Miraba alrededor. Rumanos, subsaharianos, latinoamericanos, magrebíes, polacos, españoles que venían de algún pueblo vestidos aún como en la serie de “cuéntame cómo pasó”… Recordaba la foto de Obama con el niño que perdió a su madre, y esa promesa de que el primer país del mundo llegaría a ser un día tan grande como… Pues como España, con esta Sanidad pública universal de alta calidad. Me sentí muy orgulloso.

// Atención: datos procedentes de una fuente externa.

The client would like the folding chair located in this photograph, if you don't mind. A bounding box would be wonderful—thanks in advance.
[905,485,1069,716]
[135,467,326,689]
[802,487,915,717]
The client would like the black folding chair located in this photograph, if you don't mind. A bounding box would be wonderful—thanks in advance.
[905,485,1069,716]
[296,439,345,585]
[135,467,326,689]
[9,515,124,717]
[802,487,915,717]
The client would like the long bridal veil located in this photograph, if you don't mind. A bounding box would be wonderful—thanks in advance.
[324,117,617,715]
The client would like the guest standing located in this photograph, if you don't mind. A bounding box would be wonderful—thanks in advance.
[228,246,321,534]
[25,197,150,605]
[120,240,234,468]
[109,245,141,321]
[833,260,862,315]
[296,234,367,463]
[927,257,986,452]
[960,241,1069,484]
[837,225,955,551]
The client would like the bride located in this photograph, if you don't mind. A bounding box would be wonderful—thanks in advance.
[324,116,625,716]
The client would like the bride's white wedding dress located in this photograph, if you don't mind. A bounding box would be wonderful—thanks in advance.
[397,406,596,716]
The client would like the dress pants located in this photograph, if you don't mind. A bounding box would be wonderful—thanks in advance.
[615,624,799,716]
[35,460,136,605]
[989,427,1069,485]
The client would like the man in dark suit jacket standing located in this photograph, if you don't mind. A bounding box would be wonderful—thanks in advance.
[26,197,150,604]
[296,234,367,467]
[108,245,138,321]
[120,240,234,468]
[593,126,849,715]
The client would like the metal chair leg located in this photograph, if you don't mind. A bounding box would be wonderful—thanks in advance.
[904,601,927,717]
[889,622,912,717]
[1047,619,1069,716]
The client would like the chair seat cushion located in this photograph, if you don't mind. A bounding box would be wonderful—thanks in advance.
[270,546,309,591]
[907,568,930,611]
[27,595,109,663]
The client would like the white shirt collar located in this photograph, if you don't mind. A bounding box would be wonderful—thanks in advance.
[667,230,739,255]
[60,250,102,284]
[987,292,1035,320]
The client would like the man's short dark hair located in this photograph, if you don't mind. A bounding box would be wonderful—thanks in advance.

Al anochecer, pasadas casi 10 horas, me tenían que dar una cama. Pero no habían habitaciones así que me ingresaron en un “Gallinero” al que llaman “Observación de Urgencias”, una nave de 36 camas con separadores de 6 en 6 y varias enfermeras ocupándose constantemente de todos los pacientes que por ahí quedábamos depositados. Muchos pacientes esperando ser operados, otros ingresados por accidentes o urgencias varias, y algunos probablemente ingresados por dolencias reales o imaginarias mientras dormitaban en la calle… El que pusieron exactamente delante de mis narices podía ser uno de esos, probablemente un “sin techo” que no paró en toda la noche, ni un minuto, de gritar, delirar, llorar, dar sacudidas a la cama… Al principio me sentía indignado. Supongo que siempre nos sale, aunque solo sea al principio, ese diablillo que nos pincha slogans del tipo “tengo mis derechos”, “necesito descansar”… Pero gracias a Dios, el cielo nos regala siempre esa puerta permanentemente abierta hacia el crecimiento, el amor y la felicidad. Hace mucho que creo que no es fácil crecer realmente con langosta y champagne, pero acarrea tu cruz con dignidad, por pequeña o grande que sea, y el premio, la gloria, están garantizados. Y en esas meditaciones apareció por los pasillos “Santa Aida” que se acercaba a este paciente para tranquilizarle con una dulzura, una capacidad de amor y una profesionalidad que llamaban realmente la atención. Su paz y belleza interior se reflejaba perfectamente en la mirada y la sonrisa con las que nos atendía a cada uno de los muchísimos pacientes que tenía adjudicados, como si estuviéramos ahí solos cada uno de nosotros. Pero al rato la veías con otra señora probablemente perturbada también, renovando sus palabras de cariño, de aliento, consiguiendo la empatía necesaria con su paciente que la permitiera ayudarla a ayudarse. Y esas mismas atenciones recibían los otros pacientes, de Aida o de las restantes enfermeras, probablemente igual de profesionales que Aida. Tengo una gran amiga enfermera, la gran Bea, y sé que pertenece a esta legión de ángeles.

“¡Qué orgullosos estarían Obama y el niño de la foto de nuestro sistema y de nuestras enfermeras!”, pensé… Pero un nubarrón ensombreció mi alma cuando recordé que Aida, sus compañeras, o mi amiga Bea, tenían que firmar en solo dos días, una vez más, su finiquito, como cada tres meses. Aida llevaba así ya 6 años, y al comenzar el nuevo trimestre se presentaría de nuevo, como siempre, pensando que la volverían a coger. Pero nunca lo saben a ciencia cierta, y ello les va provocando poco a poco ansiedad y, crucemos los dedos para que así no sea, pero puede llevarlas a entregarse menos a ese trabajo, a esos pacientes a los que actualmente se dedican de corazón. Ya van teniendo compañer@s que no son renovad@s, que no han tenido preaviso, ni indemnización, y las facturas siguen llegando a casa… Y ya se sabe la solución… El ingeniero se va a Alemania y la enfermera a Inglaterra, o… ¡A Laponia! Entre tanto, siguen siendo ángeles pero injustamente, cada día, un poco más cerca del infierno. Y con ellos nuestro magnífico sistema universal de la seguridad social, que sin ellas se iría también “descielado” al infierno.